The U.S. Supreme Court seems totally over gay marriage—at least for now. Just this morning, Chief Justice John G. Roberts Jr. and his black-robed colleagues chose not to review any of the five same-sex marriage appellant cases waiting for them in Washington.
This is actually mostly good news for gay marriage supporters :This decision means the court is not interested in keeping gays from getting married in Indiana, Oklahoma, Utah, Virginia, and Wisconsin, solidifying the idea that same-sex marriage is a state rights issue. In 2013, Justice Anthony Kennedy wrote the opinion United States versus Windsor, which placed the “definition and regulation of marriage” “within the authority and realm of the separate States.“ The ruling asserted that a federal definition of marriage that creates “two contradictory marriage regimes within the same state” is both unnecessary and harmful. So until a final ruling, what we will continue to have is different regimes within different states.

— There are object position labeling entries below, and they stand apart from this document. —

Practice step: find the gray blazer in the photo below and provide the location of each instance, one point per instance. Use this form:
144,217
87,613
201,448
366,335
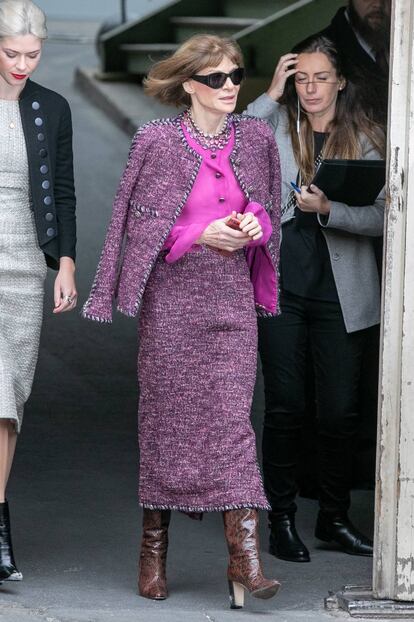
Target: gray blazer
349,231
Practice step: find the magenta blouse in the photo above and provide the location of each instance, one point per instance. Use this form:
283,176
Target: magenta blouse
215,194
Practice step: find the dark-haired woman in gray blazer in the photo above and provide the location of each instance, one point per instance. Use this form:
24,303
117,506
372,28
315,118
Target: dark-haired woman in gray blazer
330,293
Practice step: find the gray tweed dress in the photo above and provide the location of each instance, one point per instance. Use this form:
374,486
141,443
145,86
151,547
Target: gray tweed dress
22,270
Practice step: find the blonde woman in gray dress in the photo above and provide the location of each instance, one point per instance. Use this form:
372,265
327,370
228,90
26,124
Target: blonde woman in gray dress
37,225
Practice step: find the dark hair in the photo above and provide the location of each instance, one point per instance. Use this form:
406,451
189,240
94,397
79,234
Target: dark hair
350,119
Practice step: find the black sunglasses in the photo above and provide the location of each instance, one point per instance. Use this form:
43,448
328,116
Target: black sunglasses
217,80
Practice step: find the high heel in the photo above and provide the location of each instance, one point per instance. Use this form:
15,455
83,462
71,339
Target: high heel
152,581
236,591
8,569
245,569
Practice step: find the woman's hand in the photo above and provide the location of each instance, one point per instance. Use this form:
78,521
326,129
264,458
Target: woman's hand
286,67
219,235
65,293
250,225
315,201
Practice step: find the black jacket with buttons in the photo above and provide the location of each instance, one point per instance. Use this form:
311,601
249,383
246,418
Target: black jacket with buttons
47,127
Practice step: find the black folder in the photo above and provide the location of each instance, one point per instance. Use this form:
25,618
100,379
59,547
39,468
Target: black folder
354,182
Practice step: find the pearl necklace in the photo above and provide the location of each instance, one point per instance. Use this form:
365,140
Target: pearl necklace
205,140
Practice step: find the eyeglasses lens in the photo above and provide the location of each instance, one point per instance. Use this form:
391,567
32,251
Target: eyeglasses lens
218,80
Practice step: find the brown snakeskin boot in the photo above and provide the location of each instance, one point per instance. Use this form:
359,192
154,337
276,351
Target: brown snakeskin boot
245,569
152,581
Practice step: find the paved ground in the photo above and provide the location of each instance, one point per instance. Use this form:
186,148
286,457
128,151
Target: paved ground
73,489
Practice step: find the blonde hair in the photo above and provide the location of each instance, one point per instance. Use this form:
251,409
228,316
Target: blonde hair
21,17
165,79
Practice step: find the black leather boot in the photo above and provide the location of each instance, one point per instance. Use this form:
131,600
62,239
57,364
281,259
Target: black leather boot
8,570
285,542
339,529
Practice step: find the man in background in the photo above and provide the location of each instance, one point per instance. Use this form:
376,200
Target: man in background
361,33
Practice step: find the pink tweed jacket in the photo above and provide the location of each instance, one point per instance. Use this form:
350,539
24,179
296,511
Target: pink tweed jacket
154,187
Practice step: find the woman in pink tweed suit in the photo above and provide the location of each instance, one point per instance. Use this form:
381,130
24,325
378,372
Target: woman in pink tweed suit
193,246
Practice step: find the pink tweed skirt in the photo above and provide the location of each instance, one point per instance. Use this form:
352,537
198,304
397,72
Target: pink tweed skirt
196,374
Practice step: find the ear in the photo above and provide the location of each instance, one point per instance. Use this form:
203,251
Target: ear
188,87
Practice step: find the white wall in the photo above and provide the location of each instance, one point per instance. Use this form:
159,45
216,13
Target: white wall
95,9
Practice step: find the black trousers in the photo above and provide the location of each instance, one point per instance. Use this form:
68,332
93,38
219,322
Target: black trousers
337,358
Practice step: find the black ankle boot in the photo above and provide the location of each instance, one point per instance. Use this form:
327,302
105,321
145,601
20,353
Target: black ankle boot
284,539
339,529
8,570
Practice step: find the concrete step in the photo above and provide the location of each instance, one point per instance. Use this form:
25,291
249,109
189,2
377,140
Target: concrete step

Interestingly, the current national map of which states allow gay marriage and which don’t is not without historical antecedent: many of the states left without same-sex marriage are the same states that were the last to overturn interracial marriage bans, like Alabama, Arkansas, Florida, Georgia, Louisiana, Missouri, Mississippi, and Texas. In 2000, Alabama became the final state to remove a law against interracial marriage. What state will be same-sex marriage’s equivalent holdout? As more and more states legalize gay marriage, who will decide to hold out on the wrong side of history the longest?